The highlights from his first year, Woodfin said, included the removal of more than 300 dilapidated structures throughout the city, paid for in part by the new Neighborhood Revitalization Fund. He also pointed to ongoing efforts to resolve the city’s unfunded pension liability, so that “future generations of city employees are taken care of.”

Woodfin highlighted several changes he had made to the mayor’s office, including the creation of an Office of Social Justice and Racial Equity and the transformation of the Office of Economic Development into the Department of Innovation and Economic Opportunity. For the latter department, he said, “their marching orders are clear: provide more opportunity for women- and minority-owned (businesses) in Birmingham.” That office helped facilitate the creation of 2,100 new jobs in the city in 2018, he said, the most the city has seen since 2011. “We can only expect that number to rise this year,” he said.

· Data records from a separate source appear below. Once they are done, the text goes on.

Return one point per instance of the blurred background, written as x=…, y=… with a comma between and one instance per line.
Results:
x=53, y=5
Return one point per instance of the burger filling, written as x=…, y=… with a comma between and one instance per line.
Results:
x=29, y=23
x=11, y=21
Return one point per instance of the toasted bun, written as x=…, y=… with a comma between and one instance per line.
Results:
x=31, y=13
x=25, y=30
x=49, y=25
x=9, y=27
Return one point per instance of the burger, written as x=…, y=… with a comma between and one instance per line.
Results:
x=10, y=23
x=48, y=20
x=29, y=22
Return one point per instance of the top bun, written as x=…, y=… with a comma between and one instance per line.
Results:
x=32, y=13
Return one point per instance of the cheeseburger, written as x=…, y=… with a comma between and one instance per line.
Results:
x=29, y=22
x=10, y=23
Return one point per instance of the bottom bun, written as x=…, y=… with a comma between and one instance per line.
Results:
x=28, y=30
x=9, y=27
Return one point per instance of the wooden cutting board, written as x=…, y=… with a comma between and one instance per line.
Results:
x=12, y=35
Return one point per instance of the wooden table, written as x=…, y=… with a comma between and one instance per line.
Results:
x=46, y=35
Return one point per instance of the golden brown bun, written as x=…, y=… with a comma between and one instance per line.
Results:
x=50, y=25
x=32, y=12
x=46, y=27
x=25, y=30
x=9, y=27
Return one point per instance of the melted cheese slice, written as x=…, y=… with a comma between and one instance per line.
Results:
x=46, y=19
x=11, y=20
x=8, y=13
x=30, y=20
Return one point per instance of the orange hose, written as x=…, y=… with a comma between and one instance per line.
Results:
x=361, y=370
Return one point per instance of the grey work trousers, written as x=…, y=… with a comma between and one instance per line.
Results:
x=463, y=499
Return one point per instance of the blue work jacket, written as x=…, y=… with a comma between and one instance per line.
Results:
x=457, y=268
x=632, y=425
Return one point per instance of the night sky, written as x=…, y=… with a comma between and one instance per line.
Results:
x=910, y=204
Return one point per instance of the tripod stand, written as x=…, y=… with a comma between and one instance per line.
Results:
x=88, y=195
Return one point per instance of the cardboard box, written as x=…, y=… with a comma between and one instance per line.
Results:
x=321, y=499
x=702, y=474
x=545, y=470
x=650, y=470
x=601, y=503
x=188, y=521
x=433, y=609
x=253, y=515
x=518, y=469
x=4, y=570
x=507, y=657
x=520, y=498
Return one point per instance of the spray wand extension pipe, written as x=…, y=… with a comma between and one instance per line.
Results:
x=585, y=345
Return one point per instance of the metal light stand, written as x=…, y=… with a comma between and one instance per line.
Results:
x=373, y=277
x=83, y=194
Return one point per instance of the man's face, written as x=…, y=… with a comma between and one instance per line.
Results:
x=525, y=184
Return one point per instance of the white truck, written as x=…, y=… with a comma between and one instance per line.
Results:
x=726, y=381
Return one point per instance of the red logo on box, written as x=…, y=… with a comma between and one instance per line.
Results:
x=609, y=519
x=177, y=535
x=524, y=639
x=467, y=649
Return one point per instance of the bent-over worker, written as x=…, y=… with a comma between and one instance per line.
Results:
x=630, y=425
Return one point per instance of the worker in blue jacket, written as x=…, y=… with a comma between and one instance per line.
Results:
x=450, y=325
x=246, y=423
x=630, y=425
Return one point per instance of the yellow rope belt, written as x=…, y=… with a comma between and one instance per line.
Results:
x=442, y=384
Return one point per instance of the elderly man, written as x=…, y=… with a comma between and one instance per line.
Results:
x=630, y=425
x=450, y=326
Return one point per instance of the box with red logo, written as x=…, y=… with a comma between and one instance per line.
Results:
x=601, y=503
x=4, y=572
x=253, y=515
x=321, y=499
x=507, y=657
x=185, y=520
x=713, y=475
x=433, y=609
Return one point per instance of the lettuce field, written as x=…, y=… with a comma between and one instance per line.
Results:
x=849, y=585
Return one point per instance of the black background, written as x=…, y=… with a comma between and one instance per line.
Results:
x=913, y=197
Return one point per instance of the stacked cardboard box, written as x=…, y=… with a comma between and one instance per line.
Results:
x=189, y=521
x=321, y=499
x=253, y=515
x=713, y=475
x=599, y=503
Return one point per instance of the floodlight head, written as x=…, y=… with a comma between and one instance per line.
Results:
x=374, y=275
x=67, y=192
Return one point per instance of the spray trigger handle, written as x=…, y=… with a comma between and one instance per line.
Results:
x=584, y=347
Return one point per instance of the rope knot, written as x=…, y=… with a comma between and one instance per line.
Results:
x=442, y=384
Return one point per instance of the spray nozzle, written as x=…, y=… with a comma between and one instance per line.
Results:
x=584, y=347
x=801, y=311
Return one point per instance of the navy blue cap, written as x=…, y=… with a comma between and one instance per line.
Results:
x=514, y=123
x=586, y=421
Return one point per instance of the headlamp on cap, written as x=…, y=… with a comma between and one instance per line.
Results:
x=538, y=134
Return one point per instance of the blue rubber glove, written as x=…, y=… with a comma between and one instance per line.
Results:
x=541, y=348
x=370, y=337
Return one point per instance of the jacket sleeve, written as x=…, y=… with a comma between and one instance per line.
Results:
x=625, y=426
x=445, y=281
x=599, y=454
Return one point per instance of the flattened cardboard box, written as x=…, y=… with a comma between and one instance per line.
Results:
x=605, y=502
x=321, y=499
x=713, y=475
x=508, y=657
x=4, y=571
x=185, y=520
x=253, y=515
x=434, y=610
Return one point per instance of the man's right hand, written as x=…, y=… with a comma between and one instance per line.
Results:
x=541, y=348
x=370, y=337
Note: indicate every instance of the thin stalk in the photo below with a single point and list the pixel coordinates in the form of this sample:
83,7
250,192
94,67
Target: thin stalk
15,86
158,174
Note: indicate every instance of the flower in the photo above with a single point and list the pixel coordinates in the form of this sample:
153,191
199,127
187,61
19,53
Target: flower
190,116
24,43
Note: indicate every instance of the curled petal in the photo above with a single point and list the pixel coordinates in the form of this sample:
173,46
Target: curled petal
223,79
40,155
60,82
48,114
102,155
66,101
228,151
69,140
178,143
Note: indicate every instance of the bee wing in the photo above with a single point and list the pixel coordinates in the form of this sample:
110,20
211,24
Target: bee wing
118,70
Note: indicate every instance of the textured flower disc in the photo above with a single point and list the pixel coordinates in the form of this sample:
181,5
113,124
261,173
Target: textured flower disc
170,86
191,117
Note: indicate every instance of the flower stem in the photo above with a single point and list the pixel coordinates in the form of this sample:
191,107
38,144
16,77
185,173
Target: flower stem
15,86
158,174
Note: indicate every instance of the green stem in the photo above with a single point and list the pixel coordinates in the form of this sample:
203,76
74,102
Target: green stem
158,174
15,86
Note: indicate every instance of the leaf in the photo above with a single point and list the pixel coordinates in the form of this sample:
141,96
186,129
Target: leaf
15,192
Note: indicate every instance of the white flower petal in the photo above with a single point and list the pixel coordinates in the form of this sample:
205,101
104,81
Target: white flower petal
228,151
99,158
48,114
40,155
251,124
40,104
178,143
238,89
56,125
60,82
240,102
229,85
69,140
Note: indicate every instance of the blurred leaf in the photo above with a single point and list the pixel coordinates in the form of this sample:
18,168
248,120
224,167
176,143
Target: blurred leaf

He repeated his promise “to talk to CEOs and grocery stores around the country to alleviate the issue of food deserts” in the city, and he promised that “a more robust update” on his administration’s strategic plan would come in March.

But the crux of Woodfin’s speech largely centered on his administration’s public safety plan, which he and Police Chief Patrick D. Smith discussed with neighborhood officers last week. “We will not tolerate criminals taking control of our streets,” Woodfin said, saying that the death of Carter had shaken his soul “to its very core.”

“Violent crime is a public health care crisis in our city that will require all of us working together to make a difference,” he said. He reiterated his belief that a more holistic approach to addressing crime — through prevention and re-entry services, not just enforcement — was the best way to approach that crisis. Community participation, he added, was essential.

“There’s more to public safety than simply flooding our blocks with badges,” he said. “We are looking to create robust neighborhood watch programs with block captains because no one knows neighborhoods better than those who walk its streets daily. It’s the concerned, loving mentors, big mamas, aunties and respected elders who will help us take our streets back,” he said.

He promised that details of a new public safety strategy — one “focusing on bolstering peace within the majority of the population … instead of focusing on reducing violence from the few bad actors in our city” — would be forthcoming “in the coming weeks.”

Woodfin closed out his speech with the argument that true revitalization of the city would involve “restoring the intangible of hope.”

“As long as there is progress, there is hope,” he said. “We won’t let you down. So, in the spirit of Larry Langford, let’s do something.”